La guerra dell'Unione Sovietica contro Israele
Recensione di Antonio Donno
La copertina (Hurst ed.)
Che cosa fu l’“Operazione Kavkaz” (Caucaso)? Per rispondere a questa domanda, sarebbe sufficiente riportare ciò che disse il Maj.-Gen. Yisra’el Tal, capo della Commissione Agranat, il 2 gennaio 1974: “Era chiaro che in quel momento stavamo combattendo contro la Russia”. Tal si riferiva alla cosiddetta “Guerra di attrito”, che si combatté, dopo la guerra dei Sei Giorni, negli anni 1969-1970, tra Egitto e Israele. Ma fu solo una guerra tra i due paesi del Medio Oriente, o vi fu l’intromissione concreta di un altro contendente? Isabella Ginor e Gideon Remez dimostrano, sulla base di una fondamentale documentazione finora non pubblica –, in The Soviet-Israeli War, 1967-1973: The USSR’s Military Intervention in the Egyptian-Israeli Conflict (Hurst) – che i soldati sovietici presero parte attiva nella “Guerra di attrito”.
Nikita Krushev con Gamal Abdel Nasser
La novità storiografica era nota da qualche tempo, ma i due israeliani l’hanno dimostrata senza ombra di dubbio in un volume di grande valore scientifico che mette un punto fermo sulla questione. I sovietici, in quell’operazione, subirono considerevoli perdite in uomini e mezzi, dopo che tutto era stato preceduto da un’intensa preparazione che risaliva a prima della guerra del ’67, in cui i sovietici avevano “affidato” agli egiziani il compito di sconfiggere Israele. Furono, però, delusi dal pessimo comportamento del loro cliente. Fu per questo motivo che, a causa la bruciante sconfitta degli egiziani, Mosca decise di entrare direttamente in ballo nella “Guerra di attrito”. Dopo il 1967, scrivono Ginor e Remez, “i consulenti sovietici furono centrali nella preparazione, nel lancio e nella conduzione della ‘Guerra di attrito’ dell’Egitto”. L’intervento diretto dei soldati sovietici fu richiesto dallo stesso Nasser durante una visita segreta a Mosca, e la richiesta fu accolta.
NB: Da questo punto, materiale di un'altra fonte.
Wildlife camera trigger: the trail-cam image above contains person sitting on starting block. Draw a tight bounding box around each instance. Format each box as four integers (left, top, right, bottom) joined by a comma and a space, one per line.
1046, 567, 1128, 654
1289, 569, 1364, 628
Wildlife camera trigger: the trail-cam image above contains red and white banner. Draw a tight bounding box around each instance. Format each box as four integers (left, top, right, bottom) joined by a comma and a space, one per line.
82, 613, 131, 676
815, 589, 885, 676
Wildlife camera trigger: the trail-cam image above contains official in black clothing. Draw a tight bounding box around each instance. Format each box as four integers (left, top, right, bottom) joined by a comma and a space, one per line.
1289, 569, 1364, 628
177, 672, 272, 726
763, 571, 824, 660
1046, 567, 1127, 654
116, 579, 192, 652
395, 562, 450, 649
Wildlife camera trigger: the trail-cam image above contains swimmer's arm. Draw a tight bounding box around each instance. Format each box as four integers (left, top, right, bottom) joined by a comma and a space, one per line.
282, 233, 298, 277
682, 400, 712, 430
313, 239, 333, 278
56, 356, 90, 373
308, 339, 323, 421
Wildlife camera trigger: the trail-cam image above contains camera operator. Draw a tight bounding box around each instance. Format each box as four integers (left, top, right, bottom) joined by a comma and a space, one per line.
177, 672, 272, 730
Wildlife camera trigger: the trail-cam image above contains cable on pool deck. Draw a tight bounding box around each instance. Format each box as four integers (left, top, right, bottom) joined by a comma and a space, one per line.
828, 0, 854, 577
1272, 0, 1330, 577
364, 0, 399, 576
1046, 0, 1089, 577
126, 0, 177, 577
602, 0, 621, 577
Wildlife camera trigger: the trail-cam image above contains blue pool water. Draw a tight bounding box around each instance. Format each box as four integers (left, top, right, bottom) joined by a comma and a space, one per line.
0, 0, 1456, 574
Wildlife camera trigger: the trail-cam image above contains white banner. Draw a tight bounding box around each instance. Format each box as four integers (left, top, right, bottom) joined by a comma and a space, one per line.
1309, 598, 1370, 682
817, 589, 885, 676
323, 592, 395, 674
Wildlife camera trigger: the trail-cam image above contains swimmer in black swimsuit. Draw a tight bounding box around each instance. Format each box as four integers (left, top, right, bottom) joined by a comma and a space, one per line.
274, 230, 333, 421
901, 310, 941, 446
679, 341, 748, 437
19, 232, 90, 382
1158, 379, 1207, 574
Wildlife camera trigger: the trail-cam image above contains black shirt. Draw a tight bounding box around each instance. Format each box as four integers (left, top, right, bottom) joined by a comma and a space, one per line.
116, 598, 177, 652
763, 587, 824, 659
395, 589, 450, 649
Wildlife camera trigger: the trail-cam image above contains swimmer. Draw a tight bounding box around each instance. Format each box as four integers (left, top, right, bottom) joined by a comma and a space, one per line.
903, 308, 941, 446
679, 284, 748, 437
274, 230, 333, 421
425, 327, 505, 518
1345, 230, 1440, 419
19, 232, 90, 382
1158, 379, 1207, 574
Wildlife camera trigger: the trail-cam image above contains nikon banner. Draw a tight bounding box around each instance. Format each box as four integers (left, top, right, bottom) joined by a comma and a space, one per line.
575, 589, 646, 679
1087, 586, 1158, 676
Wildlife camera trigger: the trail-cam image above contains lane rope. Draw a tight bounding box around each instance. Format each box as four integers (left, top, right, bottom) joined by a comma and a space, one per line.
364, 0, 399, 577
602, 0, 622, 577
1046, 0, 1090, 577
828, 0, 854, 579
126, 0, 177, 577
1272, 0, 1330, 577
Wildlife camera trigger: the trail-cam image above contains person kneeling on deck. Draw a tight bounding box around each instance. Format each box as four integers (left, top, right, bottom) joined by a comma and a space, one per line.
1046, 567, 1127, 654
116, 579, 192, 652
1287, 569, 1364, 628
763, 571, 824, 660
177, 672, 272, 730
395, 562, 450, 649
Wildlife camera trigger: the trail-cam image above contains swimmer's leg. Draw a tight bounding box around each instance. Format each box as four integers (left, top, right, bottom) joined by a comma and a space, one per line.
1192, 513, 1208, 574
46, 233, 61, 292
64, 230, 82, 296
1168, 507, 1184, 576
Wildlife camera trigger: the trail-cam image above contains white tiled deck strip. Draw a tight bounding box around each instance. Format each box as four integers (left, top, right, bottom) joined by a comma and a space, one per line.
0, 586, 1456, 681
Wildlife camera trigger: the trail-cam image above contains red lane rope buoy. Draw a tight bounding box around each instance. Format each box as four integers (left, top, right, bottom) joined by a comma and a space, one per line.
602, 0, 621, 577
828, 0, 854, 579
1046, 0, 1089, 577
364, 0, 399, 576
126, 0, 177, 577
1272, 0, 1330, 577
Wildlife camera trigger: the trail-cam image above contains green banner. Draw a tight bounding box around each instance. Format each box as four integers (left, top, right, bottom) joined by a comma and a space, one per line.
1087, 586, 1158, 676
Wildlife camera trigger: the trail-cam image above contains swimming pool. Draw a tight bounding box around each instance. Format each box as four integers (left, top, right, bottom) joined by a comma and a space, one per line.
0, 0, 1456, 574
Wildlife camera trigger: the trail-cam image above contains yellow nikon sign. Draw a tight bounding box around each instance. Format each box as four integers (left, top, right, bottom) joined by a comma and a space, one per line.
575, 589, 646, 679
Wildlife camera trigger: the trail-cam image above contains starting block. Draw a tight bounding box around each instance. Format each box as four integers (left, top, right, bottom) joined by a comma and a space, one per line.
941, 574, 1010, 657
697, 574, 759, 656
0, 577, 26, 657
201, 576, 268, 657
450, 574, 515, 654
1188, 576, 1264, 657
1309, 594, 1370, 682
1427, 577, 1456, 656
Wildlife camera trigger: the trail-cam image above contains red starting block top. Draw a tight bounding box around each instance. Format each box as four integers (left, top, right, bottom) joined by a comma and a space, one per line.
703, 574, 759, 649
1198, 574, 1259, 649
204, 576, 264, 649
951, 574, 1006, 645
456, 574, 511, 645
Quando, nel 1970, fu decretato il cessate-il-fuoco tra i due contendenti, Israele credette che ciò fosse il risultato di una sua vittoria contro le forze egiziane e sovietiche. Ma non fu così, perché il cessate-il-fuoco non fu rispettato dai russo-egiziani, che continuarono a combattere contro gli israeliani. In questo arco di tempo, i sovietici, come gli egiziani, subirono forti perdite. Quando i sovietici lasciarono l’Egitto nel 1972 – dimostrano i due storici – non lo fecero perché “espulsi” da Sadat, o non solo per questo, ma perché non volevano subire altre perdite, preferendo, ancora una volta, riarmare Il Cairo e affidargli il compito di vendicare l’atroce sconfitta del 1967, una sconfitta che era stata anche di Mosca. Il ritiro, dunque, fu il risultato di un accordo tra le due parti. Ma lo scopo dei sovietici andava ben al di là della vittoria egiziana su Israele: “[…] L’immensa operazione militare dei sovietici, una volta preparata e lanciata, assumeva una sua propria logica, che era quella di riacquistare il prestigio politico nelle Nazioni Unite e negli incontri Stati Uniti-Unione Sovietica”.
Le testimonianze di molti veterani sovietici in quella guerra sono apparse in un vasto arco di tempo in varie pubblicazioni non ufficiali: interviste televisive e radiofoniche, narrazioni pubblicate su riviste e giornali locali, siti on-line: tutte confermano l’intervento diretto dell’Unione Sovietica nella “Guerra di attrito” e le perdite subite. Così, il libro di Ginor e Remez apre uno scenario inedito su quegli avvenimenti e sul fatto che Israele dovette affrontare contemporaneamente due nemici coalizzati per sconfiggere lo Stato ebraico e forse per eliminarlo dalla carta geografica.